Drinking and driving simply don't mix, as police officers often say in commercials.
It's advice that rings true both in the straightforward sense as well as the abstract: Getting behind the wheel while intoxicated is dangerous and illegal, but so too is physically driving an automobile into a liquor store.
A motorist in Thunder Bay, Ontario, managed to do both of these things on Wednesday afternoon, resulting in her subsequent arrest and multiple criminal charges.
The Thunder Bay Police Service reports that officers were dispatched to an LCBO location at 969 Fort William Road on September 22 just before 1:20 p.m. "following reports of a motor vehicle collision that had just occurred."
Upon arrival, they found that a 60-year-old woman had crashed her vehicle into the side of the liquor store.
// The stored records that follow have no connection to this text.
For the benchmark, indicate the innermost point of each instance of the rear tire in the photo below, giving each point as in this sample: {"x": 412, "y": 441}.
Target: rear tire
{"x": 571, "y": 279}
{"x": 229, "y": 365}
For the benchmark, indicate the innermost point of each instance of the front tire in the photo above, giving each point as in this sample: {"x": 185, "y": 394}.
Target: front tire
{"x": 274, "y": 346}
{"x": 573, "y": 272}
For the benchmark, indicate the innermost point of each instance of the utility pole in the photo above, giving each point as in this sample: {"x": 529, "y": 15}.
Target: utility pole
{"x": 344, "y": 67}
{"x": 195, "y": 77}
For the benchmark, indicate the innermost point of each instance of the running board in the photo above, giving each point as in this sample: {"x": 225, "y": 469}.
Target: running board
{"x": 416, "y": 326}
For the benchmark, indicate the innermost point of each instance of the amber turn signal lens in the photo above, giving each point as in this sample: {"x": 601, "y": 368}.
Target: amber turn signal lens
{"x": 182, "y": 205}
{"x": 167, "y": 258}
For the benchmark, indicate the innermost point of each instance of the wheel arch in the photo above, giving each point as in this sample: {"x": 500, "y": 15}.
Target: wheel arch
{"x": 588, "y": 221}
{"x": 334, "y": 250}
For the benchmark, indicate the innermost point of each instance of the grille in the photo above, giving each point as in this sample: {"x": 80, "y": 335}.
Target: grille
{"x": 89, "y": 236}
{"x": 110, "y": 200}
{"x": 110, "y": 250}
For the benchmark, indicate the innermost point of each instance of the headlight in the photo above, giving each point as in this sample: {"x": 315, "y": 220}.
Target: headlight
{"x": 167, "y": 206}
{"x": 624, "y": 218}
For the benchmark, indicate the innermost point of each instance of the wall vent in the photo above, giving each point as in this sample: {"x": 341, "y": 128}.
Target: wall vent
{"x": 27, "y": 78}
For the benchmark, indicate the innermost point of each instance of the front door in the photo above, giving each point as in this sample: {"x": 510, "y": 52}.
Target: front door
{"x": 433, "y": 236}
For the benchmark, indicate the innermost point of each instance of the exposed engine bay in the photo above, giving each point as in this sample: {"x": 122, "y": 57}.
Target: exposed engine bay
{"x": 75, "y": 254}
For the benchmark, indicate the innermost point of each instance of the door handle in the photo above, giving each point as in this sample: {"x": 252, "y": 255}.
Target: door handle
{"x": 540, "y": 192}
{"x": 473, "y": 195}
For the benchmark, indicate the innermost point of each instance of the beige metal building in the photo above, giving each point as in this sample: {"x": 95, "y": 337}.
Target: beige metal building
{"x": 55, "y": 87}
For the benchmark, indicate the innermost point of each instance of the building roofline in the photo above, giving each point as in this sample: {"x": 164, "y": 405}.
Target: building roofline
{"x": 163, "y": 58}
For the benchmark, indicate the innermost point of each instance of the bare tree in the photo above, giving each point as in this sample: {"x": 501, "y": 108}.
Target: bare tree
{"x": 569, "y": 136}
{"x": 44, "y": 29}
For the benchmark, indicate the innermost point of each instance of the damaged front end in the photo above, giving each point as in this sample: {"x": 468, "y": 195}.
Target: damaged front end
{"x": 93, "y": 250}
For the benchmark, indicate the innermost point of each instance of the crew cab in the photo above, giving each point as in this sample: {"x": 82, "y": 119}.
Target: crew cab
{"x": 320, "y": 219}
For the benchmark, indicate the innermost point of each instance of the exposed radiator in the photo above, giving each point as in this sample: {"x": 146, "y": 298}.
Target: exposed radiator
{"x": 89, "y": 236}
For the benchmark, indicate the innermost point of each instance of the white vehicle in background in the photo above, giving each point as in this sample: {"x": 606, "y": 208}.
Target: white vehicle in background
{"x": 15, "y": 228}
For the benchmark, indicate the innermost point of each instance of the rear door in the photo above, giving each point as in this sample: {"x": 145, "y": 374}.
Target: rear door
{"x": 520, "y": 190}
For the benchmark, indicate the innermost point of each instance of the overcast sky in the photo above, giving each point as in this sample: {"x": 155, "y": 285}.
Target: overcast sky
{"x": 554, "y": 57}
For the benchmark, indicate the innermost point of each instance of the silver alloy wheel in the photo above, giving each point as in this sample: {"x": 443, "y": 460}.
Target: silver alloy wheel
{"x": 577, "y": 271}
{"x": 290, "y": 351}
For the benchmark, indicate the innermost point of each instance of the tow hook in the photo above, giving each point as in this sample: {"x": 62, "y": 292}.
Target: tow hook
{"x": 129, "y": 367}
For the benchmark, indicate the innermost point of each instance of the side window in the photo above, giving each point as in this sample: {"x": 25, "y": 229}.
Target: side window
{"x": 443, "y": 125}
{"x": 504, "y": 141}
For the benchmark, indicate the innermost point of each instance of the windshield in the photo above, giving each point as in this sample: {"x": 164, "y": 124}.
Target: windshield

No injuries were reported.
A 60-year-old motorist who collided with a liquor store Wednesday afternoon was found to be four times above the legal limit of blood alcohol concentration. #tbay
— Thunder Bay Police (@tbpsmedia) September 23, 2021
Media Release: https://t.co/SEjmvPZGX1
"When officers approached the motorist, they observed several signs of impairment," reads a release issued by the police department on Thursday. "The driver was subsequently arrested and transported to the TBPS headquarters."
When tested, they found that the woman had a blood alcohol concentration of 320 milligrams per 100 millilitres of blood — four times above the legal limit for blood alcohol concentration.
The woman, said to be a resident of Thunder Bay, was charged with Dangerous Operation of a Motor Vehicle, Operation of a Motor Vehicle While Impaired and Operation of a Motor Vehicle While Impaired Blood Alcohol Concentration.
She has since been released and is scheduled to appear in court at a later date.
Ironic as the circumstances of this particular crash may be, the incident once again shines a light on a persistent problem in this and other provinces: Earlier this year, Ontario Provincial Police reported that DIU charges had increased by 20 per cent since the start of the pandemic.